[LTP] [PATCH v1] fanotify22.c: handle multiple asynchronous error events

Fri Mar 6 16:19:18 CET 2026

On Fri 06-03-26 04:50:31, Wei Gao wrote:
> On Thu, Mar 05, 2026 at 04:50:57PM +0100, Jan Kara wrote:
> > On Thu 05-03-26 14:36:31, Wei Gao wrote:
> > > On Thu, Mar 05, 2026 at 10:36:04AM +0100, Jan Kara wrote:
> > > > > 2) tcase4 failure: The kernel may deliver errors as independent events
> > > > >    instead of a single merged event, The test logic is updated to
> > > > >    validate the expected error_count by either a single merged event
> > > > >    or the accumulation of multiple independent events in the buffer.
> > > > 
> > > > Did you investigate why the events didn't get merged in the kernel? If they
> > > > are against the same filesystem they should get merged AFAICS.
> > > > 
> > > Sorry i have no idea why this happen, I just add debug code into LTP case and 
> > > found the event not lost but deliver independent, this leads me to believe that
> > > the LTP should handle both scenarios—merged and independent events.
> > > I also not sure my patch is correct or not, that's also the reason i
> > > CC the patch to you :)
> > 
> > OK :).
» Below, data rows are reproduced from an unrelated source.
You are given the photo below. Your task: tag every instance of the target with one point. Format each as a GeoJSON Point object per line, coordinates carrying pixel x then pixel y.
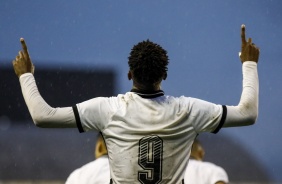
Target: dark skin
{"type": "Point", "coordinates": [23, 64]}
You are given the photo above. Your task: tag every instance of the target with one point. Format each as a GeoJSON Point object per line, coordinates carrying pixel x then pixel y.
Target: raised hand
{"type": "Point", "coordinates": [249, 51]}
{"type": "Point", "coordinates": [22, 64]}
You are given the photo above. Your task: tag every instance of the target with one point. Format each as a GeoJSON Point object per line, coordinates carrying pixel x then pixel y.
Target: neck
{"type": "Point", "coordinates": [141, 87]}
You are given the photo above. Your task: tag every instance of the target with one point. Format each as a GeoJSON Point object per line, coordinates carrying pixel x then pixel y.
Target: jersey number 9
{"type": "Point", "coordinates": [150, 159]}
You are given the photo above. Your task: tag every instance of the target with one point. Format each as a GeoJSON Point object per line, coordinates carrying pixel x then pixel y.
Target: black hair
{"type": "Point", "coordinates": [148, 62]}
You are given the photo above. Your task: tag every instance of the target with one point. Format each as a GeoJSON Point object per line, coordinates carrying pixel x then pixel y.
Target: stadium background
{"type": "Point", "coordinates": [93, 39]}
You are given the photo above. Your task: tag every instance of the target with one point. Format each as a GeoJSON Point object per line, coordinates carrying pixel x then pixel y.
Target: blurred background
{"type": "Point", "coordinates": [80, 50]}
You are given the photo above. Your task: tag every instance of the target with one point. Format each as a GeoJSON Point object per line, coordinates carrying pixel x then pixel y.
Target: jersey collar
{"type": "Point", "coordinates": [148, 94]}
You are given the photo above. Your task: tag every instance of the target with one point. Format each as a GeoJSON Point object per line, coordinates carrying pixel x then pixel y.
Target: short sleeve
{"type": "Point", "coordinates": [206, 116]}
{"type": "Point", "coordinates": [93, 114]}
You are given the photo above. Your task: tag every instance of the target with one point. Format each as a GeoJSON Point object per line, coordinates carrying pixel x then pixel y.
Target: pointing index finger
{"type": "Point", "coordinates": [23, 45]}
{"type": "Point", "coordinates": [243, 35]}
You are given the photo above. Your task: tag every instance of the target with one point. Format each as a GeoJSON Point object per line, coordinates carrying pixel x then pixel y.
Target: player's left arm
{"type": "Point", "coordinates": [42, 113]}
{"type": "Point", "coordinates": [246, 112]}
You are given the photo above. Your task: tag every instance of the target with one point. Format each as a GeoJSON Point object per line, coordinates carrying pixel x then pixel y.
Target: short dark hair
{"type": "Point", "coordinates": [148, 61]}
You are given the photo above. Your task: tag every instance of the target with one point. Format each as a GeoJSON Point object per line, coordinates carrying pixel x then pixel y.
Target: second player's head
{"type": "Point", "coordinates": [148, 63]}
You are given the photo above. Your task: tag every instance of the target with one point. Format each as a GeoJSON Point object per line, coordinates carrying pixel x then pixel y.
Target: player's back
{"type": "Point", "coordinates": [149, 139]}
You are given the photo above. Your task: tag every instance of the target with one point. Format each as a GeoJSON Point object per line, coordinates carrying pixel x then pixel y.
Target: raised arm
{"type": "Point", "coordinates": [246, 112]}
{"type": "Point", "coordinates": [42, 114]}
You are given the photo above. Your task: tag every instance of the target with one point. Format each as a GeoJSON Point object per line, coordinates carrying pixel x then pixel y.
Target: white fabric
{"type": "Point", "coordinates": [199, 172]}
{"type": "Point", "coordinates": [95, 172]}
{"type": "Point", "coordinates": [172, 122]}
{"type": "Point", "coordinates": [42, 114]}
{"type": "Point", "coordinates": [246, 112]}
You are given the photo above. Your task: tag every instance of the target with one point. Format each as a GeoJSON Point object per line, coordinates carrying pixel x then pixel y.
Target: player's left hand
{"type": "Point", "coordinates": [22, 64]}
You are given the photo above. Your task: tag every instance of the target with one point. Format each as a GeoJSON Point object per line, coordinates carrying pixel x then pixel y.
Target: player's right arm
{"type": "Point", "coordinates": [246, 112]}
{"type": "Point", "coordinates": [42, 114]}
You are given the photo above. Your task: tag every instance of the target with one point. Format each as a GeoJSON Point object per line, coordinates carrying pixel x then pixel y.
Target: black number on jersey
{"type": "Point", "coordinates": [150, 159]}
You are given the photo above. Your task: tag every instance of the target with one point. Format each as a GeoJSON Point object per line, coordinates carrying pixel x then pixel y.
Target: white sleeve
{"type": "Point", "coordinates": [42, 114]}
{"type": "Point", "coordinates": [246, 112]}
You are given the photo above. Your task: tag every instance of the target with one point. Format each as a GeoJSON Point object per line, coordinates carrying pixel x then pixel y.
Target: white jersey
{"type": "Point", "coordinates": [204, 173]}
{"type": "Point", "coordinates": [149, 136]}
{"type": "Point", "coordinates": [95, 172]}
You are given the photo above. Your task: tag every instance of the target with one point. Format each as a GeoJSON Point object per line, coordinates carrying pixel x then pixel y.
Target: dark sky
{"type": "Point", "coordinates": [202, 39]}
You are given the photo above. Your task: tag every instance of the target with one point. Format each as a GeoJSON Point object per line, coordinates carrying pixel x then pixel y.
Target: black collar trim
{"type": "Point", "coordinates": [148, 94]}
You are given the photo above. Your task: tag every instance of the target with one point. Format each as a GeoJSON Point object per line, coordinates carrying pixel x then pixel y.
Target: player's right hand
{"type": "Point", "coordinates": [22, 64]}
{"type": "Point", "coordinates": [249, 51]}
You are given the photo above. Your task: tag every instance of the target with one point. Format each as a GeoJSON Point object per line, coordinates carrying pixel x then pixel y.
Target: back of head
{"type": "Point", "coordinates": [148, 63]}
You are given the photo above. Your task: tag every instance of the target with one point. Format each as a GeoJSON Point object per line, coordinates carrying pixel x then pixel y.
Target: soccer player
{"type": "Point", "coordinates": [201, 172]}
{"type": "Point", "coordinates": [148, 134]}
{"type": "Point", "coordinates": [95, 172]}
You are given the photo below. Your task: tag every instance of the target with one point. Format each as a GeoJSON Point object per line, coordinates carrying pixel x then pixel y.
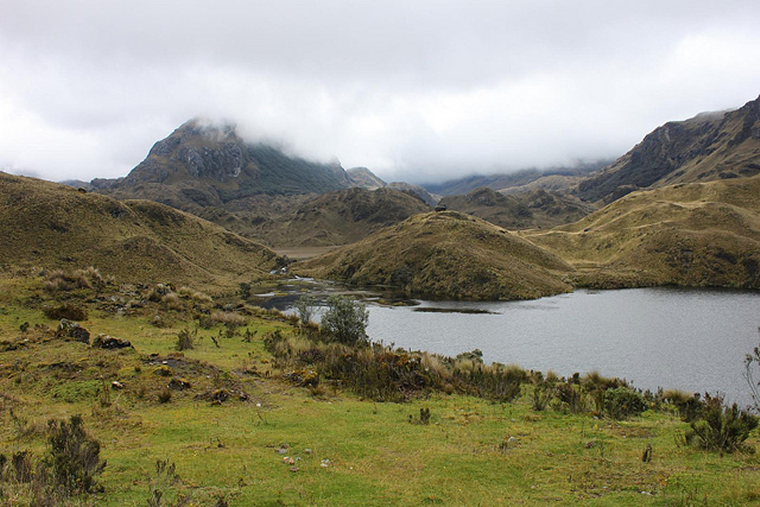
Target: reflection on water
{"type": "Point", "coordinates": [694, 340]}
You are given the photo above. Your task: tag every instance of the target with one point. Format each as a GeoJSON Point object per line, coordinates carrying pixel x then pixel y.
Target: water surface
{"type": "Point", "coordinates": [694, 340]}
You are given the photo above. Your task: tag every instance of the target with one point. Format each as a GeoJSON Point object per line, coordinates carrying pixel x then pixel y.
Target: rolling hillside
{"type": "Point", "coordinates": [49, 225]}
{"type": "Point", "coordinates": [697, 235]}
{"type": "Point", "coordinates": [709, 146]}
{"type": "Point", "coordinates": [532, 209]}
{"type": "Point", "coordinates": [446, 255]}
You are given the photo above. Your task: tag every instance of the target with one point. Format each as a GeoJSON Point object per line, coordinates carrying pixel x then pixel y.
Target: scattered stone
{"type": "Point", "coordinates": [164, 371]}
{"type": "Point", "coordinates": [104, 341]}
{"type": "Point", "coordinates": [71, 329]}
{"type": "Point", "coordinates": [179, 384]}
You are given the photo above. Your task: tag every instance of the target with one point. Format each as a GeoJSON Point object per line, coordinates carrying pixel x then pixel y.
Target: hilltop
{"type": "Point", "coordinates": [340, 217]}
{"type": "Point", "coordinates": [210, 165]}
{"type": "Point", "coordinates": [709, 146]}
{"type": "Point", "coordinates": [697, 235]}
{"type": "Point", "coordinates": [50, 225]}
{"type": "Point", "coordinates": [532, 209]}
{"type": "Point", "coordinates": [446, 255]}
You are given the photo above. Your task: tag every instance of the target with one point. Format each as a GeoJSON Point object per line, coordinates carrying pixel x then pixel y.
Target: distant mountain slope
{"type": "Point", "coordinates": [446, 255]}
{"type": "Point", "coordinates": [533, 209]}
{"type": "Point", "coordinates": [709, 146]}
{"type": "Point", "coordinates": [505, 181]}
{"type": "Point", "coordinates": [341, 217]}
{"type": "Point", "coordinates": [364, 178]}
{"type": "Point", "coordinates": [208, 165]}
{"type": "Point", "coordinates": [698, 234]}
{"type": "Point", "coordinates": [51, 225]}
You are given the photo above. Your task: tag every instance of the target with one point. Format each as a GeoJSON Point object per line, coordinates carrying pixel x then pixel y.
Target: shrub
{"type": "Point", "coordinates": [305, 308]}
{"type": "Point", "coordinates": [570, 396]}
{"type": "Point", "coordinates": [543, 392]}
{"type": "Point", "coordinates": [752, 363]}
{"type": "Point", "coordinates": [623, 402]}
{"type": "Point", "coordinates": [722, 428]}
{"type": "Point", "coordinates": [345, 320]}
{"type": "Point", "coordinates": [164, 396]}
{"type": "Point", "coordinates": [74, 457]}
{"type": "Point", "coordinates": [689, 405]}
{"type": "Point", "coordinates": [185, 340]}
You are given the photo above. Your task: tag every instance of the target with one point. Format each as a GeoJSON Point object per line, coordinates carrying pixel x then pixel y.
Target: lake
{"type": "Point", "coordinates": [694, 340]}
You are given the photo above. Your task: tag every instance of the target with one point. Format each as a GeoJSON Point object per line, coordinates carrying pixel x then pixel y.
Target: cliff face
{"type": "Point", "coordinates": [208, 165]}
{"type": "Point", "coordinates": [709, 146]}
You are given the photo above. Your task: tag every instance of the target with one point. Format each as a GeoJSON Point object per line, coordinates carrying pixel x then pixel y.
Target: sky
{"type": "Point", "coordinates": [416, 90]}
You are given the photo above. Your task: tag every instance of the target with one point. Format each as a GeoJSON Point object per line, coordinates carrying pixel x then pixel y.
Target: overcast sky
{"type": "Point", "coordinates": [415, 90]}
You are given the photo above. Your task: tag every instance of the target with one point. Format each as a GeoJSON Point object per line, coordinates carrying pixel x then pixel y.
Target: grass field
{"type": "Point", "coordinates": [345, 450]}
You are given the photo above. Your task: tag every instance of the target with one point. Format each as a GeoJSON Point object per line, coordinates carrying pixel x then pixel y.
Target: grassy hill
{"type": "Point", "coordinates": [49, 225]}
{"type": "Point", "coordinates": [698, 234]}
{"type": "Point", "coordinates": [446, 255]}
{"type": "Point", "coordinates": [710, 146]}
{"type": "Point", "coordinates": [532, 209]}
{"type": "Point", "coordinates": [234, 422]}
{"type": "Point", "coordinates": [341, 217]}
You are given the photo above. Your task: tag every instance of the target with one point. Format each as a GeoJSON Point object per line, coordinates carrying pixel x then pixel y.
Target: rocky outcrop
{"type": "Point", "coordinates": [710, 146]}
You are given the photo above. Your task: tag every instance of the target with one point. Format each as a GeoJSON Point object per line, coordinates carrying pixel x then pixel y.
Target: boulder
{"type": "Point", "coordinates": [71, 329]}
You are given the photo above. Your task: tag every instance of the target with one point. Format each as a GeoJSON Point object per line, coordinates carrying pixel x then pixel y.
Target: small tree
{"type": "Point", "coordinates": [305, 307]}
{"type": "Point", "coordinates": [74, 456]}
{"type": "Point", "coordinates": [752, 364]}
{"type": "Point", "coordinates": [346, 320]}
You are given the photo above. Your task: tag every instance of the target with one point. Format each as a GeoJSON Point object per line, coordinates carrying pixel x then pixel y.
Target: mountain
{"type": "Point", "coordinates": [710, 146]}
{"type": "Point", "coordinates": [506, 181]}
{"type": "Point", "coordinates": [409, 188]}
{"type": "Point", "coordinates": [530, 209]}
{"type": "Point", "coordinates": [209, 165]}
{"type": "Point", "coordinates": [364, 178]}
{"type": "Point", "coordinates": [697, 235]}
{"type": "Point", "coordinates": [50, 225]}
{"type": "Point", "coordinates": [446, 255]}
{"type": "Point", "coordinates": [340, 217]}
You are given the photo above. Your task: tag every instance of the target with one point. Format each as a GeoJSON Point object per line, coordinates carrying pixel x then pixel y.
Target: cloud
{"type": "Point", "coordinates": [419, 91]}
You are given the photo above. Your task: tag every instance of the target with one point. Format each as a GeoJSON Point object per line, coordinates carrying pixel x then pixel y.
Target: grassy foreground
{"type": "Point", "coordinates": [345, 450]}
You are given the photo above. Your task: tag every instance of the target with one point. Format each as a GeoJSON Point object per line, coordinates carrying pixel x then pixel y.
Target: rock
{"type": "Point", "coordinates": [104, 341]}
{"type": "Point", "coordinates": [70, 329]}
{"type": "Point", "coordinates": [179, 384]}
{"type": "Point", "coordinates": [164, 371]}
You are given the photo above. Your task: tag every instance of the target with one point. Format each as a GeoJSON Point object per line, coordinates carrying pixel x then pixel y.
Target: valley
{"type": "Point", "coordinates": [142, 308]}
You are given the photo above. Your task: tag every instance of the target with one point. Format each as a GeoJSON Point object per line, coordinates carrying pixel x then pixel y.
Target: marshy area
{"type": "Point", "coordinates": [170, 396]}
How easily is this reproducible? Because in principle event merging
> > is not *guaranteed* so it isn't wrong for the LTP test to handle split
> > events but before we complicate the test too much it would be good to
> > figure out why the kernel behaves in unexpected way and doesn't merge the
> > events...
> > 
> > 								Honza
> 
> Can not reproduce in my local env, but i can reproduce this issue in the OpenQA worker environment, 
> with a failure rate of approximately 30%.
> 
> By comparing the logs of successful and failed merge cases, I try to identified the root cause: 
> Event merging is bypassed when errors are handled by different kworker threads.
> 
> The core of the issue lies in how the event hash is calculated. As seen in the kernel source:
> hash ^= hash_long((unsigned long)pid | ondir, FANOTIFY_EVENT_HASH_BITS);
> 
> In the failed case, different threads (e.g., T1618 and T1550) processed different events errors. 
> This places the events into different hash buckets (e.g., Bucket 89 vs. 118), finally 
> fanotify_should_merge() is never even invoked.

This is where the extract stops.